Improving Data Quality
The spreadsheet has been collaboratively assembled in a crowdsourced effort. The data quality is mediocre, so I had to go ahead and clean the data.
It turned out that some fields had a plus character or an asterisk to indicate a comment within the spreadsheet, which had the effect that Tableau didn't recognize the data properly, and instead interpreted the data as Null values. Unfortunately, cleaning up the data only had a limited effect; it helped to the extent that each song had a data assigned. However, a closer look at the data revealed that the genre was missing from a lot of songs
Introducing The Genre
In order to find out about how the music taste has changed over time, my goal was to indicate the genre by color:
This visualization came closer to what I intended to show. The colored areas of the stacked graphs clearly showed changes in music preferences. For example, the growing share of Rap music starting from the mid-80's becomes apparent.

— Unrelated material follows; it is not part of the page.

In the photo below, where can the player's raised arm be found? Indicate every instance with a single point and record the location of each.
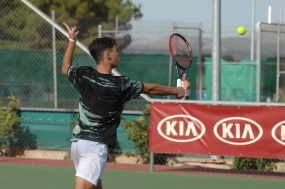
(68, 56)
(161, 90)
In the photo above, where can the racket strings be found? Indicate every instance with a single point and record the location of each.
(181, 52)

There are, however, a couple issues with this visualization. First of all, having so many songs with no genre indication (light gray areas) is problematic when the main message I want to convey banks on changing genre preferences over time. Also, even though it would tell an interesting story, it is not obvious why the number of songs per year shrinks after 1967. Since data quality has been a problem with this data set, it could very well be that this is a matter of missing data. A third problem is that there are by far too many genres which makes the coloring confusing and the visualization less compelling.

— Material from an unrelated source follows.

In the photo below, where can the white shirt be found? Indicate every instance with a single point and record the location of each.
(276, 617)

Top 30 Artists of All Time
I decided to include artists in some way or another. With thousands of artists, however, I decided to only include the top 30 artists of all time.
This removed the coloring problem but still left me with too much missing genre data. Breaking up the data into small multiples for the 30 top artists improved the situation. I sorted the artists by the date they released had their first song in the charts.
Even if the genre is missing, the visualization tells a compelling story. One can see when the bands had their songs in the charts, and in what period of time they released their songs.
When I broke down the visualization by artists, I expected to see names like Michael Jackson, Madonna, or Hip Hop acts like LL Cool J, who were all active over a stretched period of time.The problem is that despite the fact they were very successful, they didn't put out enough records to appear in the Top 30. Madonna, for example, had over 50 singles in the charts, which is still too little.
To see those, I wanted to restrict the time range to songs released after 1980, while still showing the top 30. I didn't find out how to use a nested filter with Tableau ("show Top 30 artists of all songs after 1985) instead of an additive filter ("Show only songs after 1980 of all Top 30 artists"). I worked around this restriction by just filtering for artists with more than 30 songs and, restricted the time range to only songs released after 1980, and manually removed the few artists that showed up in that list, but released most of their songs prior to 1980.